China’s commerce ministry said the move represented “unfair, noncompliant and unreasonable protectionist practices.” And the European Union Chamber of Commerce in China said the lower prices of Chinese electric vehicles stemmed not from subsidies but from a supply chain that had developed through fierce market competition inside the country.

Talks will continue between Chinese and E.U. officials on Monday, a ministry spokesman said in the statement. He added a thinly veiled threat of retaliation if the tariffs were enacted, saying China would “take all measures to firmly safeguard the interests of Chinese companies.”

China has already started investigations against subsidies on European goods, including dairy, brandy, pork and luxury cars.

European officials have said the tariffs could be paused or even ended should they reached an agreement with the Chinese that addressed their concerns about unfair advantages.

The Biden administration has voiced concerns that internet-connected Chinese cars and trucks pose a national security risk because their operating systems could send sensitive information to Beijing, but Europeans are more concerned about protecting their automotive industry. Last year, that industry provided 13.8 million jobs and accounted for 7 percent of the region’s economic output.

In Germany, which voted against the tariffs, automakers and the government are concerned that the move could set off a trade war with China. Germany’s three biggest automakers, BMW, Mercedes-Benz and Volkswagen, are all heavily invested in China.

The decision by Chancellor Olaf Scholz of Germany to vote “no” reflected the pressure that he faced from the country’s leading autoworkers union, as well as from industry leaders, who warned that increased duties could harm competition when overall demand for cars, including electric vehicles, in Europe was shrinking and production costs in Germany remained stubbornly high.

“It is the right signal from the German government, which — with a view to the economy, prosperity and growth — has backed the interests of the European and German automotive industry and its employees on such an important issue,” said Hildegard Müller, the president of the German Automobile Association. Hungary, Malta, Slovenia and Slovakia also voted against the tariffs.

The European Union faces a shrinking share of the global economy and is lagging far behind the United States and China. A report published last month by Mario Draghi, a former president of the European Central Bank, found that Europe needed to prioritize protecting its automotive plants and companies from state-subsidized foreign producers. Tariffs would “help level the playing field” while keeping Europe open to benefiting from productivity gains from China, according to the report, which was the result of a yearlong study requested by the European Commission on the causes of Europe’s competitiveness crisis.

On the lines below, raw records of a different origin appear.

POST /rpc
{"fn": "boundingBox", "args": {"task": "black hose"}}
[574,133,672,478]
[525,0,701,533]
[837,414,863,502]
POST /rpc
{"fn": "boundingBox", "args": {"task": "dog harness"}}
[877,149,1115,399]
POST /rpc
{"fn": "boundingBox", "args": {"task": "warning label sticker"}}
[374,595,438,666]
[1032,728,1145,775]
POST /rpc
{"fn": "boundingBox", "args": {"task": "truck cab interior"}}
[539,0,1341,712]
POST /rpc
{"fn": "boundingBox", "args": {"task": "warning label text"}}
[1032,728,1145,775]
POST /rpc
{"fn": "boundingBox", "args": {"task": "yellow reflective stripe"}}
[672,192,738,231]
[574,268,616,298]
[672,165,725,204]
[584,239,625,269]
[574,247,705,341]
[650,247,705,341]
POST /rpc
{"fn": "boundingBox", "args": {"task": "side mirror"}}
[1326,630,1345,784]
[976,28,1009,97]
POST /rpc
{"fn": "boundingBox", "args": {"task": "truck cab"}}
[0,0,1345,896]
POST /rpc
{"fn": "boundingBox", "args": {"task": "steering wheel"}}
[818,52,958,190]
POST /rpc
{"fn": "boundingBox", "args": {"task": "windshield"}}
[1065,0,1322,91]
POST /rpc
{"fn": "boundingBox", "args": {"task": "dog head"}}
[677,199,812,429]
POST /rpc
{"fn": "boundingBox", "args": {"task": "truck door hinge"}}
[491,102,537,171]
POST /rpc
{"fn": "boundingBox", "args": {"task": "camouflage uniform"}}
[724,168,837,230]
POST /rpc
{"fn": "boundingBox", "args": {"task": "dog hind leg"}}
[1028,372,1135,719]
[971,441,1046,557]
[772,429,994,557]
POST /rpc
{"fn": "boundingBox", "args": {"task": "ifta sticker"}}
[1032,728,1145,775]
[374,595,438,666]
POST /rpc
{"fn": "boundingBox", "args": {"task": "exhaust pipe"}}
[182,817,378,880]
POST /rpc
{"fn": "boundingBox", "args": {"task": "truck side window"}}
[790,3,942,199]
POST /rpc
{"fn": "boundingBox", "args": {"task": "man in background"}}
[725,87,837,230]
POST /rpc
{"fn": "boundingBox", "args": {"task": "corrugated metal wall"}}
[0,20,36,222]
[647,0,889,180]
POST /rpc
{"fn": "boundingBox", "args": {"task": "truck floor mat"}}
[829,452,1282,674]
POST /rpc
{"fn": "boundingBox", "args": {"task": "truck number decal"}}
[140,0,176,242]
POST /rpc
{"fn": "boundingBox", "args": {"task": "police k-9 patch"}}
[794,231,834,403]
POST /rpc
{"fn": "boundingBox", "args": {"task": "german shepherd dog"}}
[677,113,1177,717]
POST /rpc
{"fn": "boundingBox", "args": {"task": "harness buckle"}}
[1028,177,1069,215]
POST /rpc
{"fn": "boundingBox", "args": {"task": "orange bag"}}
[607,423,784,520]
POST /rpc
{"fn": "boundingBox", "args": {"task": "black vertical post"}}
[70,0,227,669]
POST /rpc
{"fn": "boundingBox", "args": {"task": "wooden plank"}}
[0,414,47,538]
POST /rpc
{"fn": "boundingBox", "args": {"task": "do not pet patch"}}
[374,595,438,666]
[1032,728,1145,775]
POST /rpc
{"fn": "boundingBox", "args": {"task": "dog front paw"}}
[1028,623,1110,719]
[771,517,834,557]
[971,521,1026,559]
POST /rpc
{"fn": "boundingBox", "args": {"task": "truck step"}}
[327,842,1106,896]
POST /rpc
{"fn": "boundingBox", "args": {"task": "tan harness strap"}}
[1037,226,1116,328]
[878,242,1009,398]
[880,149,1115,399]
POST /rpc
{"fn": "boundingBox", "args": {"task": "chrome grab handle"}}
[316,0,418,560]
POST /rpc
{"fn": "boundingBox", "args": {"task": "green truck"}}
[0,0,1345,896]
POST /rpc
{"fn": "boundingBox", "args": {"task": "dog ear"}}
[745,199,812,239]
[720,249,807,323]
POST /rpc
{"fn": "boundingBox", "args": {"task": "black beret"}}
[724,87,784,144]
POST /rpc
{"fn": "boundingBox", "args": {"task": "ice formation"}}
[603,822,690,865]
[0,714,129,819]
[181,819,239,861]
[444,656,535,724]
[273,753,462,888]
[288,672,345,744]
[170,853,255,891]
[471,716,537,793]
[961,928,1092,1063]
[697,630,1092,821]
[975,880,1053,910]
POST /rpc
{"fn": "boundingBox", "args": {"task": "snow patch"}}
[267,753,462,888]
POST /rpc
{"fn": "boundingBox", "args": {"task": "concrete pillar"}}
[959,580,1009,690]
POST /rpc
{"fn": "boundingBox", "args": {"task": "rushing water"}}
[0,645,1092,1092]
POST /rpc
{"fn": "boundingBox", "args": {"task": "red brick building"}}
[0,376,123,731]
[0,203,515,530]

The 12 abstaining E.U. countries included Austria, Sweden and Spain, according to a European diplomat.

Carlos Cuerpo, Spain’s economy minister, in a letter sent on Thursday to Valdis Dombrovskis, the European Commission’s trade commissioner, called on the commission to continue negotiations with China. He wrote that the European Union needed to protect its automotive industry while avoiding an escalation of tensions with major trading partners like China, according to a European official who had seen a copy of the letter.

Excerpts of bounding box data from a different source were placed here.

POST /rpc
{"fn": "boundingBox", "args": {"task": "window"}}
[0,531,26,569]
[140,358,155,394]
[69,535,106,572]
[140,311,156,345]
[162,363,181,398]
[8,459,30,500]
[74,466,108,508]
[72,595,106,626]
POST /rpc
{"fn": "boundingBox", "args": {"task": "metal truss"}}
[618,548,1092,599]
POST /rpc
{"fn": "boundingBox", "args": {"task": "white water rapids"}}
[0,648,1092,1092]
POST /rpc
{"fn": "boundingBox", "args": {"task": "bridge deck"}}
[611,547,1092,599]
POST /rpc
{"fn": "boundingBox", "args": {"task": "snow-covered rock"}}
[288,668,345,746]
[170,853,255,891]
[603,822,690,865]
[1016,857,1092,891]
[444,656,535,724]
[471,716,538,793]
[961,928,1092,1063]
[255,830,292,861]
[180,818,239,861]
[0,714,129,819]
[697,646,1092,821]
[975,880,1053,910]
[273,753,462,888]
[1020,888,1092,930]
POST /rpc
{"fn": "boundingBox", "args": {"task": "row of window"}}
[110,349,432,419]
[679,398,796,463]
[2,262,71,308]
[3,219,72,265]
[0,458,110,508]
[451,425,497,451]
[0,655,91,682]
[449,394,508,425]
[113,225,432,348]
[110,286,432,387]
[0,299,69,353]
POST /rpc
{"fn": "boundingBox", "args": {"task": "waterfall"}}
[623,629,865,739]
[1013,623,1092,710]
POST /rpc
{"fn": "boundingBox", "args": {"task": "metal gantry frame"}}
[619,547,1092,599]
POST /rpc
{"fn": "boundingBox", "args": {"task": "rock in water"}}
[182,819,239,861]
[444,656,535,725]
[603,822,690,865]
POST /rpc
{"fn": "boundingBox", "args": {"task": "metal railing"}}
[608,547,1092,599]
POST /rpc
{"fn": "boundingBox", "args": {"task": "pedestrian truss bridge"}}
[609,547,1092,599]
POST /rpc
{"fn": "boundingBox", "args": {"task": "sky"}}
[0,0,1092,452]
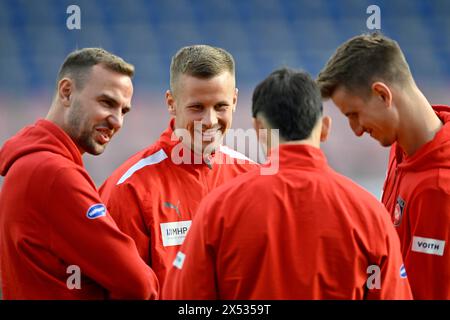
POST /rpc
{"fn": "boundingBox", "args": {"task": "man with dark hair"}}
[317,33,450,299]
[100,45,256,292]
[163,69,411,300]
[0,48,159,299]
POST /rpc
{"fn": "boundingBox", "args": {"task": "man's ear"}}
[58,78,75,107]
[371,81,392,108]
[320,116,332,142]
[166,90,177,117]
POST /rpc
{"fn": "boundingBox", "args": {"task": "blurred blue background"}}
[0,0,450,196]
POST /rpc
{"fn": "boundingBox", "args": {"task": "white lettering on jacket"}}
[412,236,445,256]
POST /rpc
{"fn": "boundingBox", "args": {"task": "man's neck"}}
[397,88,442,156]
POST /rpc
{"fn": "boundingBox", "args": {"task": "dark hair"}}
[317,32,412,99]
[252,68,323,141]
[170,45,234,91]
[56,48,134,89]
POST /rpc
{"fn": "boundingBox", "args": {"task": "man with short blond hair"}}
[0,48,159,300]
[100,45,256,292]
[317,33,450,299]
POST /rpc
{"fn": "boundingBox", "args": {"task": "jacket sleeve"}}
[162,203,220,300]
[101,183,151,266]
[46,168,159,299]
[366,209,412,300]
[405,188,450,299]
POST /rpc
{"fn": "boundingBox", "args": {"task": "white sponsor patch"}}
[412,236,445,256]
[173,251,186,269]
[160,220,192,247]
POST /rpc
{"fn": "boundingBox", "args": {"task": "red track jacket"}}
[100,121,258,287]
[0,120,159,299]
[163,145,411,299]
[382,106,450,299]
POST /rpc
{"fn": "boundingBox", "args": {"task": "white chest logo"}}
[160,220,192,247]
[412,236,445,256]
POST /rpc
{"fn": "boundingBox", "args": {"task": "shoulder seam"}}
[116,149,167,185]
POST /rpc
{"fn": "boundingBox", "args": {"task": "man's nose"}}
[107,113,123,131]
[202,108,217,127]
[350,120,364,137]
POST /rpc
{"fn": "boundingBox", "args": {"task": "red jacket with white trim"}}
[382,106,450,300]
[162,145,411,300]
[0,120,159,299]
[100,120,258,287]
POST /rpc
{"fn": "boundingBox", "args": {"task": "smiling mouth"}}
[96,129,112,144]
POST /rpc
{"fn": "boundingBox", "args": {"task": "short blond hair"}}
[170,45,235,92]
[56,48,134,89]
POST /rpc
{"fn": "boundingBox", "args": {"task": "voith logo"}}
[86,203,106,219]
[393,196,405,227]
[412,236,445,256]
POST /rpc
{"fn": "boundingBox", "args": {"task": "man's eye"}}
[216,104,228,111]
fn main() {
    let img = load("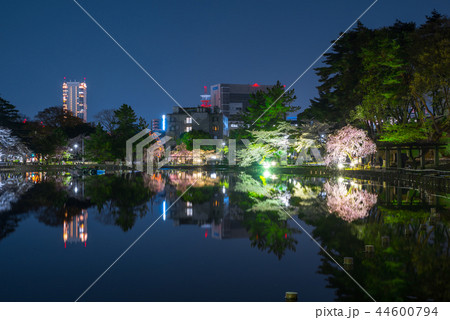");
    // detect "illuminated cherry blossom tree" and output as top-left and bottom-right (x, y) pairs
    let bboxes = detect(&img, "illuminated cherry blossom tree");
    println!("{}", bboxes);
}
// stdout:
(324, 182), (378, 222)
(325, 125), (377, 166)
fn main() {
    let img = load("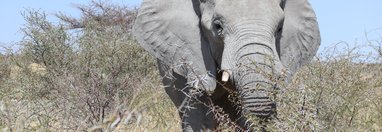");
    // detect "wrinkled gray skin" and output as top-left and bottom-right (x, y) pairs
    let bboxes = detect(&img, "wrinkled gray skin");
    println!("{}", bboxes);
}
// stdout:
(133, 0), (320, 131)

Others argue the tariffs will encourage the Chinese companies to shift their production to Europe, creating jobs and bringing their expertise to the continent. Two Chinese companies, Chery and Leapmotor, have already set up joint ventures with automakers in Europe, and BYD, China’s leading automaker, is building its first factory in Europe.

But leaning too heavily on China to help prop up European industrial production could prove counterproductive in the long run, said Janka Oertel, the director of Asia for the European Council on Foreign Relations.

“Reindustrializing with the help of Chinese companies may seem like an easy fix to some in Rome or Madrid, but would further enhance dependence on Beijing and ability to strong-arm the European political process,” she said.

Keith Bradsher contributed reporting from Beijing. John Liu contributed research.